L'opulence, rejaillissait sur chaque membre de la famille décuplant l'assurance des uns et des autres. Les commandes affluaient de partout y compris les organismes publics car Boussad veillait à la qualité du produit et faisait en sorte que la parentèle soit encore plus scrupuleuse que lui sur ce point.

L'aventure héroïque dura dix longues années. Puis survint l'événement.

On ne sait pas, avec précision, comment cela a pu se produire. Tout ce qui a été établi, sur la base des dires de l'intéressé rapportés par son frère Boussad, évoque une nuit terrible, sans lune, qui avait placé Paris au cœur d'une tempête sans précédent. Cathédrales et monuments publics bougèrent sur leurs socles frappés par le tonnerre, hypnotisés par les éclairs, harcelés par une pluie trépidante.

Pour la première fois de sa vie Zi Smaïl prit peur. Il redevint fœtus sous ses couvertures. Il prononça la profession de foi. Puis il entendit une voix qui lui intima l'ordre de rentrer chez lui et de se remettre sur le droit chemin, le chemin d'Allah.

Voilà donc le barman de Barbès qui débarque au pays sans s'annoncer. A la stupeur générale, il se rend d'abord à la mosquée où il prend tout son temps. Il se rend ensuite à la maison paternelle où il annonce à son frère avoir vendu son bar.

"Je compte consacrer à Dieu le restant de ma vie, lui dit-il. J'espère qu'Allah pardonnera mes erreurs de jeunesse."

Boussad, pris de panique, ne put prononcer aucun mot. Le sang afflua violemment à son cou, qu'il avait court mais épais. Il échappa à l'apoplexie en tournant les talons dans un mouvement de fuite.

Des jours et des jours, des nuits et des nuits, Boussad essaya de raisonner son frère.

-"akhzou ech chitane a gma !!! dhi la3nayak a gma !... "

Rien à faire. Pour Zi Smaïl seule comptait, désormais, la Sainte Face de Dieu. L'une après l'autre, les maisons IZEM tombèrent. Les épaules des cousins, qui se retrouvaient au chômage, s'affaissèrent. Le rêve prenait fin brutalement.

Zi Smaïl, pour sa part, se mit dans la tête de recruter pour Dieu. Barbe teinte au henné, qamis blanc comme neige, babouches fines, 3arraqiya élégante, il passait son temps, entre deux awqâts à rendre visite aux familles les plus pauvres et aux malades qui appréciaient sa générosité.

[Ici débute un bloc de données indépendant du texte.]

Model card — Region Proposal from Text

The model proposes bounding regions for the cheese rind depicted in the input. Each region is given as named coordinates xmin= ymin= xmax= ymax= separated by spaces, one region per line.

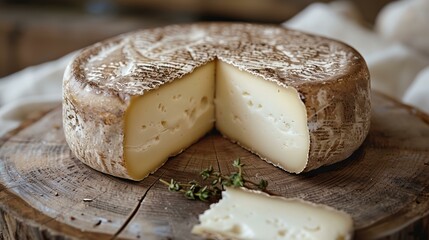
xmin=63 ymin=23 xmax=370 ymax=180
xmin=192 ymin=188 xmax=353 ymax=240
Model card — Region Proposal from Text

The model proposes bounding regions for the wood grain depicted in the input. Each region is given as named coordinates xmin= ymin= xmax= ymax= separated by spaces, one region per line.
xmin=0 ymin=91 xmax=429 ymax=239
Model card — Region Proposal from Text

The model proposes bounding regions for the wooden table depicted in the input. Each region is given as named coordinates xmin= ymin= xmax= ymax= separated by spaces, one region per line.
xmin=0 ymin=94 xmax=429 ymax=239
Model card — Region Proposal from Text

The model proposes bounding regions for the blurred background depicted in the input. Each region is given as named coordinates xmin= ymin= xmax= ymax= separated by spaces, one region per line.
xmin=0 ymin=0 xmax=392 ymax=77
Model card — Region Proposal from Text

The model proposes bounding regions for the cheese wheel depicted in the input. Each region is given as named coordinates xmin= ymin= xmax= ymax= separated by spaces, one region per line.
xmin=63 ymin=23 xmax=370 ymax=180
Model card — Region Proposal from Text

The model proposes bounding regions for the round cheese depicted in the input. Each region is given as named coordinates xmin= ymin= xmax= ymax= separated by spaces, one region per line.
xmin=63 ymin=23 xmax=370 ymax=180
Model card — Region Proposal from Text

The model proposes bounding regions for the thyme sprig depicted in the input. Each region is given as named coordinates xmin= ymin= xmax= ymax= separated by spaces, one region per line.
xmin=160 ymin=158 xmax=268 ymax=201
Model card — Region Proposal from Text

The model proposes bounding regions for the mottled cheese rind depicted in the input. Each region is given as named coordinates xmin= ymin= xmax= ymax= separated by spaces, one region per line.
xmin=63 ymin=23 xmax=370 ymax=179
xmin=192 ymin=188 xmax=354 ymax=240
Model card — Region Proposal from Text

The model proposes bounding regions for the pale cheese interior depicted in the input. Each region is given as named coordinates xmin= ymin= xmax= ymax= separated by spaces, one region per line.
xmin=192 ymin=188 xmax=353 ymax=240
xmin=124 ymin=61 xmax=309 ymax=180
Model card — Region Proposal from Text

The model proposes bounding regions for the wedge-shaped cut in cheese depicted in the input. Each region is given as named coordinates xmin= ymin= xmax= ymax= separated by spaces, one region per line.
xmin=216 ymin=62 xmax=310 ymax=173
xmin=63 ymin=23 xmax=370 ymax=180
xmin=124 ymin=62 xmax=215 ymax=179
xmin=192 ymin=188 xmax=353 ymax=240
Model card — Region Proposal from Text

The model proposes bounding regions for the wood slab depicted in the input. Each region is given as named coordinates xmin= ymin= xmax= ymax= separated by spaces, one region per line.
xmin=0 ymin=91 xmax=429 ymax=239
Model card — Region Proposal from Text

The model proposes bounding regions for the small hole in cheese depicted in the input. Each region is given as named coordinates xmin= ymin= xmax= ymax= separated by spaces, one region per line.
xmin=161 ymin=121 xmax=167 ymax=127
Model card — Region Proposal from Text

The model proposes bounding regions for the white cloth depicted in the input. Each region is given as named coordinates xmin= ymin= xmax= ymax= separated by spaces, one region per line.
xmin=0 ymin=53 xmax=76 ymax=136
xmin=0 ymin=0 xmax=429 ymax=136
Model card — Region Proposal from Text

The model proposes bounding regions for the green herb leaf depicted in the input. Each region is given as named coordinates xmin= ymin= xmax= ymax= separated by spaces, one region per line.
xmin=160 ymin=158 xmax=268 ymax=201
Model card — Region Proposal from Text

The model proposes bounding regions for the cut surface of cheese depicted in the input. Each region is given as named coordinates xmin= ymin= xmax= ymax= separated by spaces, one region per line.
xmin=192 ymin=188 xmax=353 ymax=240
xmin=63 ymin=23 xmax=370 ymax=180
xmin=124 ymin=62 xmax=215 ymax=179
xmin=216 ymin=62 xmax=310 ymax=173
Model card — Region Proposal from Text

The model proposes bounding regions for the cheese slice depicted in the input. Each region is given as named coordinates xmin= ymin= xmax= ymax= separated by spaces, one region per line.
xmin=63 ymin=23 xmax=370 ymax=180
xmin=192 ymin=188 xmax=353 ymax=240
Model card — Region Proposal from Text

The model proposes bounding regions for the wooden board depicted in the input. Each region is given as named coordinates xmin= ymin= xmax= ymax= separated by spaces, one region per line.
xmin=0 ymin=94 xmax=429 ymax=239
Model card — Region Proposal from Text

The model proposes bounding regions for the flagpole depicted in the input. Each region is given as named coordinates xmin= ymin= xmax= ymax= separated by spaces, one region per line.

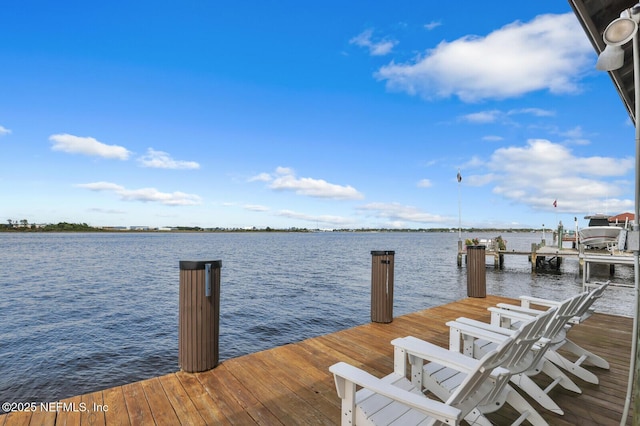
xmin=456 ymin=169 xmax=462 ymax=241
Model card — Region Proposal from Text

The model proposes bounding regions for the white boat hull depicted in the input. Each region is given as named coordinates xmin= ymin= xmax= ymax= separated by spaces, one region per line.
xmin=579 ymin=226 xmax=622 ymax=249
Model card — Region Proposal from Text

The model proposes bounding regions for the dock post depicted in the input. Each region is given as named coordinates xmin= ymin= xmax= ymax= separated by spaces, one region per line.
xmin=558 ymin=221 xmax=564 ymax=250
xmin=371 ymin=251 xmax=395 ymax=323
xmin=467 ymin=246 xmax=487 ymax=297
xmin=178 ymin=260 xmax=222 ymax=373
xmin=530 ymin=243 xmax=538 ymax=272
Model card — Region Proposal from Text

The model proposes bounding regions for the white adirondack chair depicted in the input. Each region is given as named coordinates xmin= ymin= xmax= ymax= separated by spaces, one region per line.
xmin=447 ymin=292 xmax=589 ymax=415
xmin=329 ymin=332 xmax=515 ymax=426
xmin=391 ymin=310 xmax=555 ymax=426
xmin=492 ymin=281 xmax=610 ymax=384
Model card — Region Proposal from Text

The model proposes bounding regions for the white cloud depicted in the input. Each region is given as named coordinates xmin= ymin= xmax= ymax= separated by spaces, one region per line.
xmin=460 ymin=108 xmax=555 ymax=124
xmin=76 ymin=182 xmax=202 ymax=206
xmin=507 ymin=108 xmax=556 ymax=117
xmin=49 ymin=133 xmax=131 ymax=160
xmin=138 ymin=148 xmax=200 ymax=169
xmin=255 ymin=167 xmax=364 ymax=200
xmin=424 ymin=21 xmax=442 ymax=31
xmin=349 ymin=29 xmax=398 ymax=56
xmin=484 ymin=139 xmax=635 ymax=213
xmin=358 ymin=203 xmax=451 ymax=225
xmin=376 ymin=13 xmax=594 ymax=102
xmin=242 ymin=204 xmax=269 ymax=212
xmin=461 ymin=110 xmax=502 ymax=124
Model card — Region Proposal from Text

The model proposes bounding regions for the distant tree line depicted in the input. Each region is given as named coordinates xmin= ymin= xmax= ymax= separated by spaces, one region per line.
xmin=0 ymin=219 xmax=104 ymax=232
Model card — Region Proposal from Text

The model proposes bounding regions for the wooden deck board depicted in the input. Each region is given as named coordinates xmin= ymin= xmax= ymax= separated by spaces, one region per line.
xmin=0 ymin=296 xmax=632 ymax=426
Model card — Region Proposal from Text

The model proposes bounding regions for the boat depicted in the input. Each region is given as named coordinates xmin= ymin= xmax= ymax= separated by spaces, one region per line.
xmin=579 ymin=214 xmax=622 ymax=249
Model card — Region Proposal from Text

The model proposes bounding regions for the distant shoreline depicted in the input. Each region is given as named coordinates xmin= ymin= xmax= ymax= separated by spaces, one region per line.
xmin=0 ymin=222 xmax=552 ymax=234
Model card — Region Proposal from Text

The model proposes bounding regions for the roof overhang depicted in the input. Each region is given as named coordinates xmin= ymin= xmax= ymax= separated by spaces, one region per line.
xmin=568 ymin=0 xmax=638 ymax=124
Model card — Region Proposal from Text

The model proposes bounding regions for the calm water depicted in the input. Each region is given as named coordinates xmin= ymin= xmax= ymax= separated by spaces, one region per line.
xmin=0 ymin=233 xmax=634 ymax=410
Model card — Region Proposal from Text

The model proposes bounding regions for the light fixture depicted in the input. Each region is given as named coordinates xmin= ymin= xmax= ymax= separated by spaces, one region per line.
xmin=596 ymin=17 xmax=638 ymax=71
xmin=596 ymin=3 xmax=640 ymax=426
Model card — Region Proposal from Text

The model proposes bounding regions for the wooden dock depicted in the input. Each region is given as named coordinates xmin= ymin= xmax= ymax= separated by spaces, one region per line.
xmin=0 ymin=294 xmax=632 ymax=426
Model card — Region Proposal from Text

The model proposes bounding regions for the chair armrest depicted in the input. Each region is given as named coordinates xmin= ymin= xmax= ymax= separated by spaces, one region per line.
xmin=391 ymin=336 xmax=478 ymax=372
xmin=519 ymin=296 xmax=562 ymax=308
xmin=487 ymin=306 xmax=545 ymax=328
xmin=487 ymin=303 xmax=554 ymax=316
xmin=329 ymin=362 xmax=462 ymax=424
xmin=446 ymin=317 xmax=516 ymax=343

Un jour, alors qu'il sortait d'une de ces visites, il avisa un jeune homme de bon aloi, dont il avait remarqué qu'il ne se rendait jamais, mais alors jamais, à la mosquée. Il lui posa la question de savoir pourquoi.

- Our s3igh ara l'waqth, a Zzi Smaïl !!,(je n'ai pas le temps) avait répondu le jeune homme.

-Ecoute moi, mon fils.Si je t'offrais un mouton, tu irais ?

-Je ne dis pas non, Zi Smaïl....

Et il en fut ainsi.

Zi Smaïl nageait dans le bonheur. Il avait remis sur la voie d'Allah une personne charmante mais en perdition.

Ce bonheur, hélas, ne dura pas longtemps.

-"Cela fait un bout de temps, mon fils, que je ne te vois plus à la mosquée. Aurais-tu été malade ??"

-" Pas du tout Zi Smaïl....Il se trouve seulement que le mouton que tu m'as offert est fini."